Arkansas Gov. Sarah Huckabee Sanders, who served as former President Donald Trump’s press secretary, on Monday endorsed his bid for the Republican presidential nomination.
Sanders, who took office in January as Arkansas governor after a campaign where she touted her endorsement from the former president, planned to join Trump at a rally in Florida on Wednesday, Trump said in a statement.
“It’s not a question between right versus left anymore. It’s normal versus crazy, and President Biden and the left are doubling down on crazy,” Sanders said in a statement. “The time has come to return to the normal policies of the Trump era which created a safer, stronger, and more prosperous America, and that’s why I am proud to endorse Donald Trump for President.”
NBC first reported Sanders’ endorsement of the former president. The two will appear together in Florida on Wednesday, the same day Trump’s rivals for the nomination will face off in the third GOP presidential debate.
“We had great success in the White House and it’s an honor to have Sarah’s endorsement,” Trump said. “I look forward to having her at the big rally in Hialeah this Wednesday.”
The GOP field includes Sanders’ predecessor, former Gov. Asa Hutchinson, who has been one of the few Republican candidates willing to directly take on Trump. He had called on the former president to drop out of the race after Trump was indicted in March by a grand jury in New York. Sanders had not been expected to back Hutchinson’s bid for the GOP nomination.

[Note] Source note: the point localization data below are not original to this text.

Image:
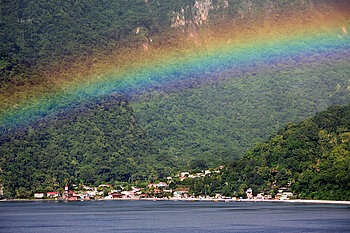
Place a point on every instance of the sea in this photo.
(171, 216)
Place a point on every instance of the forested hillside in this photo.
(311, 159)
(216, 101)
(221, 117)
(93, 142)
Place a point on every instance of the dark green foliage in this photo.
(95, 141)
(311, 158)
(221, 116)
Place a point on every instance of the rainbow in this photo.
(270, 43)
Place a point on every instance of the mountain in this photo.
(93, 142)
(310, 158)
(112, 91)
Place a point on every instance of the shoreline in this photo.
(303, 201)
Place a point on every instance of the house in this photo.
(286, 196)
(116, 195)
(38, 195)
(183, 174)
(249, 193)
(152, 185)
(260, 196)
(162, 184)
(53, 194)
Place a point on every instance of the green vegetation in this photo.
(190, 124)
(220, 117)
(311, 159)
(93, 142)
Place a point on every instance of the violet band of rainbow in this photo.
(204, 61)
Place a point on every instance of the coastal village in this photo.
(155, 191)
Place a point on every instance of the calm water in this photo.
(171, 216)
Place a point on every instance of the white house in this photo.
(53, 194)
(38, 195)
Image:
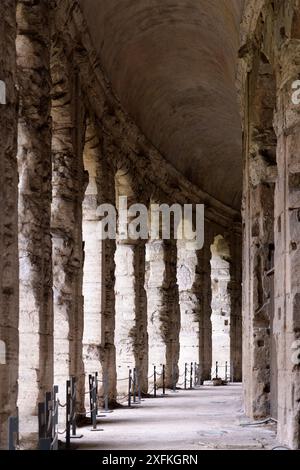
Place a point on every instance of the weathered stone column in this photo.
(205, 328)
(93, 273)
(287, 247)
(9, 270)
(34, 163)
(258, 237)
(189, 299)
(221, 306)
(235, 291)
(131, 320)
(108, 195)
(69, 184)
(141, 343)
(126, 312)
(163, 307)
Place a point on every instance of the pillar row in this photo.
(68, 180)
(34, 164)
(204, 289)
(287, 249)
(131, 313)
(163, 307)
(189, 300)
(9, 271)
(235, 292)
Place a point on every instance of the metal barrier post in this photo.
(13, 432)
(138, 386)
(155, 387)
(134, 385)
(91, 397)
(68, 414)
(96, 388)
(173, 378)
(191, 377)
(129, 388)
(105, 389)
(164, 379)
(54, 443)
(195, 374)
(48, 408)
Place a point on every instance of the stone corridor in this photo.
(208, 418)
(154, 106)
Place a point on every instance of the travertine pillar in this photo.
(93, 273)
(34, 163)
(189, 299)
(68, 182)
(9, 271)
(131, 308)
(221, 306)
(126, 311)
(205, 328)
(235, 291)
(141, 343)
(108, 349)
(163, 307)
(287, 248)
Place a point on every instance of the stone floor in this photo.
(207, 418)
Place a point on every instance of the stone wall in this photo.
(270, 57)
(34, 167)
(68, 187)
(99, 297)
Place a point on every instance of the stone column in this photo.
(141, 343)
(93, 273)
(9, 277)
(189, 299)
(131, 314)
(163, 307)
(235, 291)
(69, 184)
(205, 327)
(126, 311)
(34, 163)
(221, 306)
(287, 248)
(108, 195)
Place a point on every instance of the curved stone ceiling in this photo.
(172, 63)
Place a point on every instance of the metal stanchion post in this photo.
(191, 376)
(173, 378)
(164, 379)
(13, 432)
(138, 386)
(91, 396)
(54, 436)
(129, 388)
(134, 385)
(106, 392)
(68, 414)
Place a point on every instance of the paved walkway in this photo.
(207, 418)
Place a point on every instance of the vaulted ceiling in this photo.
(172, 64)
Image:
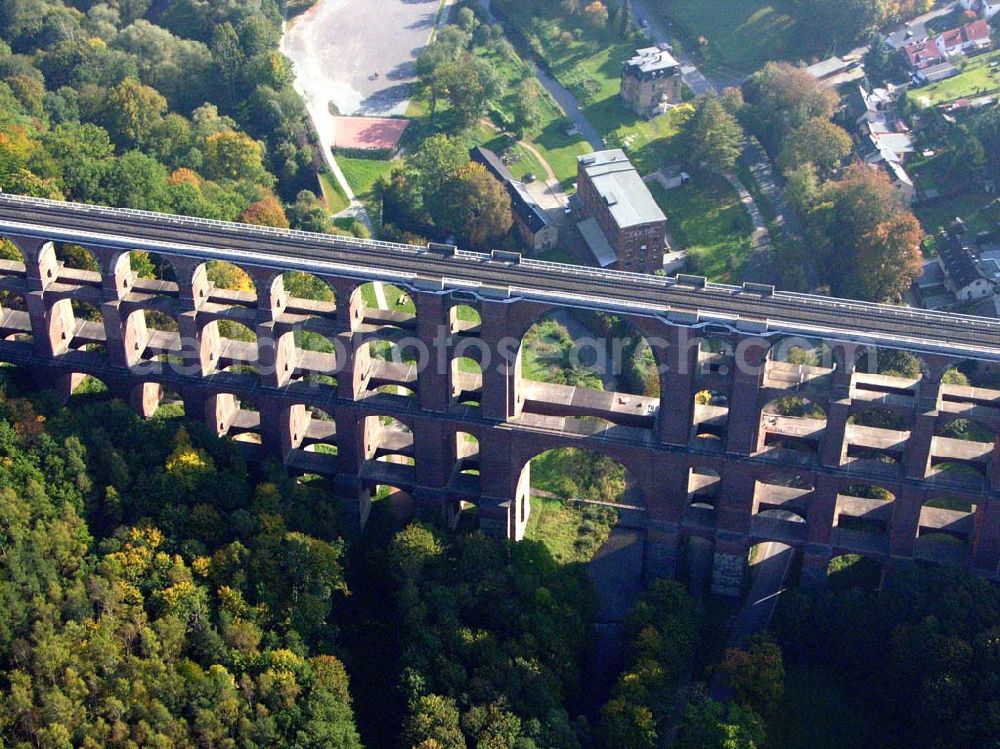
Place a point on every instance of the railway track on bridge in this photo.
(704, 303)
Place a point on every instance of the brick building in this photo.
(649, 78)
(614, 197)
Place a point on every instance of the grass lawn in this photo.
(705, 217)
(976, 79)
(362, 174)
(569, 532)
(740, 35)
(817, 713)
(336, 200)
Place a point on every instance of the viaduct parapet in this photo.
(454, 424)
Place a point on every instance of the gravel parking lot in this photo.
(339, 45)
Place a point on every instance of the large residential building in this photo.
(649, 79)
(532, 222)
(624, 226)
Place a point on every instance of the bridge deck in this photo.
(782, 312)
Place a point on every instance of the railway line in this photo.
(690, 299)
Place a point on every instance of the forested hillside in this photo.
(178, 105)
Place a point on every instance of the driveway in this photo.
(657, 33)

Trump publicly encouraged Sanders to run for governor when she left the White House in 2019 to return to Arkansas. As a candidates and after taking office, Sanders adopted many of his targets, including critical race theory and the media.
Sanders in February delivered the Republican rebuttal to President Joe Biden’s State of the Union address, leaning heavily into culture wars issues and accusing Biden of pursuing “woke fantasies.” Sanders has signed into law several measures cheered by conservatives in the state, including an education overhaul that created a new school voucher program.
But Sanders has also faced questions over the past several weeks about a $19,000 lectern purchased for her office that’s prompted an audit and claims her office illegally altered public records.